Factors that influence vaccine or drug selection
individual patient profile – it has been demonstrated that peptide vaccines (e.g. ICT-107) are much more effective in patients diagnosed as positive in tests for the antigen of HLA-A2 tissue compatibility while such medications as nivolumab or pembrolizumab, which are mononuclear antibodies, have differing efficacy, depending on PD-L1 expression within the tumor. All such information is worth considering before selecting a particular procedure.
availability of material – some vaccines (e.g. DCVax-L) are produced individually for each patient, using a tumor sample. Therefore this method cannot be used if samples are not available.
availability of vaccine or drug – none of the vaccines have yet been considered to enter the standard procedure in glioblastoma treatment (although in many countries nivolumab is registered for melanoma treatment, significantly improving the statistics). For the patient, this means that treatment can be possible either through participation in clinical tests (costs are covered by the sponsor, with all other expenditures being the responsibility of the patient) or by undergoing treatment ion a private clinic. In the case of most clinical trials, an obvious drawback is a risk of being assigned to the placebo group.
Immunotherapy – practical possibilities
Immunotherapy is available either following participation in clinical trials or by undergoing treatment in a private clinic. Before deciding, patients (or their families) should explore available data concerning individual profiles (for instance, it is not advisable to choose peptide vaccine with HLA-A2- negative patients; antigens should be examined if relevant data is available). A promising clinical study which is now recruiting patients (NCT033955876) is available in several clinics in Germany for newly diagnosed adult patients. They should become part of the trial immediately after diagnosis, prior to surgery, since surgical intervention is an integral part of the treatment. The patient is offered a “package”, which includes surgery with the use of 5-ALA acid (for more information, see here), a procedure aimed at selective separation of leukocytes (leukapheresis), radiotherapy with temozolomide and weekly administration of a personalized vaccine, prepared with material obtained in the course of surgery.

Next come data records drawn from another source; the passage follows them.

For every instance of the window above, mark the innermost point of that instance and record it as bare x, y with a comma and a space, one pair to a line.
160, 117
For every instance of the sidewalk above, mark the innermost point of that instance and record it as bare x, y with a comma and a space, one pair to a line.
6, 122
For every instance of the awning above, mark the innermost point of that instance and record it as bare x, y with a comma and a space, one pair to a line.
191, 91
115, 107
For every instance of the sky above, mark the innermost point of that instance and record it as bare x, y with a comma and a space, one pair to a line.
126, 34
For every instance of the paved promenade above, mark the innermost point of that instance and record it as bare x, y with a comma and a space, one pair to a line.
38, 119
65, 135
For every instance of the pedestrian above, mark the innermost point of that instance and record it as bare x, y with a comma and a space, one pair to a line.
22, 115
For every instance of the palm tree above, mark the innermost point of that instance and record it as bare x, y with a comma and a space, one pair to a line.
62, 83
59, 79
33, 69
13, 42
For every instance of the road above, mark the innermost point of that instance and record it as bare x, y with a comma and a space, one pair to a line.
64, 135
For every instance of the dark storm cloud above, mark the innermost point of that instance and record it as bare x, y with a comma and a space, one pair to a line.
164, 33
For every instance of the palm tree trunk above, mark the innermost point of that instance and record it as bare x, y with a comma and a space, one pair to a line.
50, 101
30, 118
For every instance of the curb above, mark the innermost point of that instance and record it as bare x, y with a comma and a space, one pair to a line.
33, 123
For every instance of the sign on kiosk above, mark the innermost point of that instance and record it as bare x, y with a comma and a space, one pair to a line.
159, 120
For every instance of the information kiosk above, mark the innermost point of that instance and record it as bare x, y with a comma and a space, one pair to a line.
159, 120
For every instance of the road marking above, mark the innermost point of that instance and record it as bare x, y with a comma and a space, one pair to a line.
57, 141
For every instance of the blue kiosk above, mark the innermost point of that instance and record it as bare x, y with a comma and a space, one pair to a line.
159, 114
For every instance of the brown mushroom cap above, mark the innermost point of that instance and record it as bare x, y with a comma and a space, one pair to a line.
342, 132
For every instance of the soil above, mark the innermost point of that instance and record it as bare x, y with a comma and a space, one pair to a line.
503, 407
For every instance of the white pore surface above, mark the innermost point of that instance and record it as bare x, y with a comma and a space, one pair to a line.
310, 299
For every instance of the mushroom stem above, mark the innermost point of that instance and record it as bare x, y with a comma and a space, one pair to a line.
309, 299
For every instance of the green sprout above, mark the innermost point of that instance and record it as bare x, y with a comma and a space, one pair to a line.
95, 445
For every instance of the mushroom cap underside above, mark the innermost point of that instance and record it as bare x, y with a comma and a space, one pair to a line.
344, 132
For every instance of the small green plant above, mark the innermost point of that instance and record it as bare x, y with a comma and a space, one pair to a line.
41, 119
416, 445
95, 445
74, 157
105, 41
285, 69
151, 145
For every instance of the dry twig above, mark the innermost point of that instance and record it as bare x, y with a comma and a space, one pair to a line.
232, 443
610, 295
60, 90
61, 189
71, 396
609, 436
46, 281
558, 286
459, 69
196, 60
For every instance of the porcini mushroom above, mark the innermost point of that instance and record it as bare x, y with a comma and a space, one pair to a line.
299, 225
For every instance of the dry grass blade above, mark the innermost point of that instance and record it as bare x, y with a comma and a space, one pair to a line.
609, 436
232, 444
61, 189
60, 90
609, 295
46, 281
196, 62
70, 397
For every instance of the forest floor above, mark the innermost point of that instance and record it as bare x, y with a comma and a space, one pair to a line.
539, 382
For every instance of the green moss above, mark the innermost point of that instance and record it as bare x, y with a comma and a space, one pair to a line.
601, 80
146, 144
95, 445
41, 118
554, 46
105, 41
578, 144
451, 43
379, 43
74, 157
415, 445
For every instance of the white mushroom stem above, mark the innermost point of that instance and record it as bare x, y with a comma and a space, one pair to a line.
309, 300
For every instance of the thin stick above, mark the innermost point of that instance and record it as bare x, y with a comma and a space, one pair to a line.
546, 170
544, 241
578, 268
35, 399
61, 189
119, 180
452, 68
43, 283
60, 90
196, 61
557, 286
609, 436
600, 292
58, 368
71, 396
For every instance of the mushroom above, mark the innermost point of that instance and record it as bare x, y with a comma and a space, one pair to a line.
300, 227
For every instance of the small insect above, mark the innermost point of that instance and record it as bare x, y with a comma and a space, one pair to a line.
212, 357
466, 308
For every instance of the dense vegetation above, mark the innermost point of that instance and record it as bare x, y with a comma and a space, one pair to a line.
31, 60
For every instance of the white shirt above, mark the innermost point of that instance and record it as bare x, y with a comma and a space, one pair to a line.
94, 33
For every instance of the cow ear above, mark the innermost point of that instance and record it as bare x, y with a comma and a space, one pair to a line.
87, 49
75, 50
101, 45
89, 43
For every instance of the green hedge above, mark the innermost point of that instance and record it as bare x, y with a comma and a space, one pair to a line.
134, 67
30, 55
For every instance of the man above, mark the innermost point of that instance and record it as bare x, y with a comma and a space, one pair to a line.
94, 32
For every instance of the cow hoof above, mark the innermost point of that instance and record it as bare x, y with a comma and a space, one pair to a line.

Apart from clinical tests, relatively varied possibilities of private treatment are available in Germany. Unfortunately, the costs amount to tens of thousands of euros. Both peptide vaccines and vaccines produced with tumor or blood samples are available. The DCVax-L vaccine is officially approved for glioblastoma patients as the so-called “compassionate use i.e” procedures of humanitarian application of a drug that has not yet been officially registered. The procedure is practiced in a great majority of the UE countries.
In the Cologne clinic, which has a relatively long experience in treating adult and child patients, the integrated procedure includes hypothermia, vaccine and anti-PD-1 medication. The chances of success are higher if treatment begins early. More information about this clinic at
www.iozk.de/en
Oncolytic viral therapy involves the study of, for instance, genetically modified poliovirus (PVS-RIPO), DNX-2401, the Newcastle disease virus, herpes, and parvovirus.